Ignore that max speed.  That would be against the law.  Plus I’m pretty sure we didn’t get up to 2614′ in the Appalachians.  Silly app.

I’m trying out a few different iPhone apps to track our progress, so these maps will undoubtedly vary in appearance.

The best I can describe the driving is that there’s a learning curve.  For the first two hours or so, driving took every bit of my attention, so much so that I couldn’t even really engage in conversation.  In aviation we talk a lot about “Situational Awareness” or “SA” for short.  It’s essentially a catch all term for having an instant-by-instant understanding of where you are, what’s around you, what the potential hazards are, your “energy state” (much more complex in an aircraft than an RV, but essentially how fast you’re going with a consideration of how fast you might want to be going a moment from now), the status of your equipment, a host of “what ifs,” etc etc.  That’s what driving this thing feels like — starting all over with driving SA, and needing much more of it than I was used to.  You can’t stop, turn, or change lanes quickly, you take up about 50′ of road front-to-back and all but about 2′ of the lane side to side, and the inputs you’re getting from the mirrors and cameras aren’t familiar.  Plus reverse is impossible without disconnecting the car you’re towing, so there’s some foresight required there as well.  Anyone who has driven a full-sized truck would probably yawn at this, but it’s new to me, and far more challenging than towing a boat.  I’m continually surprised by how much the entire thing flexes and yaws and buckles with every turn or gust of wind or bump in the road; I’d imagined motorhomes to have a much more solid feel to them.  We learned early on (i.e. well before today) that we needed child safety latches for the drawers to keep them from flying open and sending all our plates, pots, and pans flying across the floor during left turns.  All that said, after a few hours the driving felt pretty comfortable.

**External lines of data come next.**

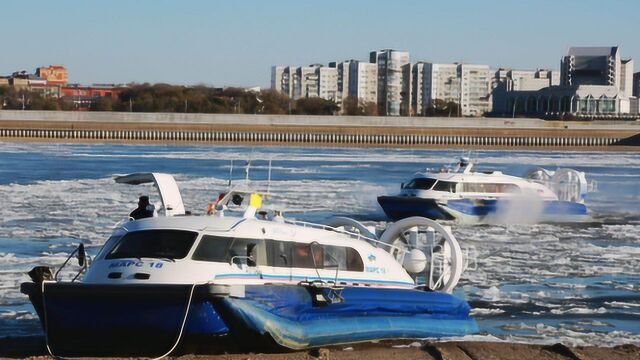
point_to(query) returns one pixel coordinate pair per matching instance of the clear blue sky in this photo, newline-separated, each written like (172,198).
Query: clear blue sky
(226,43)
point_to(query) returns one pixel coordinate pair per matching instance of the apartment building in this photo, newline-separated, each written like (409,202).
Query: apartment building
(394,81)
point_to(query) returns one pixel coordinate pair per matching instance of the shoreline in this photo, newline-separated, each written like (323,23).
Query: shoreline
(33,347)
(320,131)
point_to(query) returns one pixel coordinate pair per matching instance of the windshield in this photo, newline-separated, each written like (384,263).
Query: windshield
(168,244)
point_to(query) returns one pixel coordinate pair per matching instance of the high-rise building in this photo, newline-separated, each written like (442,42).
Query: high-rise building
(53,74)
(507,80)
(307,82)
(328,83)
(626,77)
(417,87)
(394,81)
(282,79)
(475,94)
(342,69)
(467,85)
(363,81)
(441,82)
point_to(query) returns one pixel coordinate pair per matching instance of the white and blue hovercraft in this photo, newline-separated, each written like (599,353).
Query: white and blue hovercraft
(466,196)
(249,276)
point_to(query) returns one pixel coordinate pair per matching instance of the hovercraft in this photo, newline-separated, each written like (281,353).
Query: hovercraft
(252,278)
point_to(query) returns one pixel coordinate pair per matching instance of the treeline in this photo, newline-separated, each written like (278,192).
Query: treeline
(187,99)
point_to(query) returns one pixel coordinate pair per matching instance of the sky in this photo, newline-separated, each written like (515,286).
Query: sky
(235,42)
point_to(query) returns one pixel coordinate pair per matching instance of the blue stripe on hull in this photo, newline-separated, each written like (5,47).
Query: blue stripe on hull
(107,320)
(487,207)
(400,207)
(287,314)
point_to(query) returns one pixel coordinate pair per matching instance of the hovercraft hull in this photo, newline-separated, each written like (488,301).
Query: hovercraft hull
(493,210)
(292,317)
(401,207)
(150,320)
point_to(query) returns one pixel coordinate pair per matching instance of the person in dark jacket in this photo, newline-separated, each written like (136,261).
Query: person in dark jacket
(142,211)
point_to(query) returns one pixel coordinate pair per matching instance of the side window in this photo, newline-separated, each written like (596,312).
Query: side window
(447,186)
(239,251)
(345,258)
(212,248)
(307,256)
(335,257)
(108,245)
(420,183)
(354,261)
(279,253)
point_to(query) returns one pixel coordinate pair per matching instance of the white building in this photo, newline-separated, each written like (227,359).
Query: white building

I found myself amazed that all this equipment is working together, as advertised.  Learning the motorhome systems was one thing, but two months ago the idea of buying a car we could tow, installing all the requisite aftermarket gear on it, and actually getting it and all our “stuff” on the road was completely overwhelming.  I had to break the task into tiny, achievable sub-parts to keep from throwing my hands up.  But here I was barreling down the road looking, via the camera I’d installed, at the car with the 2 bikes on top and the new base plate bolted to the frame and attached to the RV via the two telescoping bars and the wiring harness I’d wired, and sure enough, when I pressed the brake, the little light I’d installed in the dash came on, telling me that the cylinder and control box I’d bolted to the floor of the Outback and tied into its braking system was, indeed, pulling on the cable that I’d attached to the brake pedal and actuating the Outback’s brakes for me.  Amazed, but it also feels like a mini-victory.  This kind of thing was never in my skill set, so slogging through putting it all together, understanding how it works, and watching it actually function is far more satisfying to me than maybe it ought to be.  Perhaps you’re accusing me of risking a hurt shoulder while patting myself on the back, and I won’t argue with that.  In this case I highly recommend it though.

The route was pretty, but not mind-blowing.  I think we were all wrapped up in fairly heavy introspection/processing.  Still are.  And with that, I’ll sign off, other than to say that the KOA is….. interesting.  And I promise most posts won’t be this long.  Unless they are.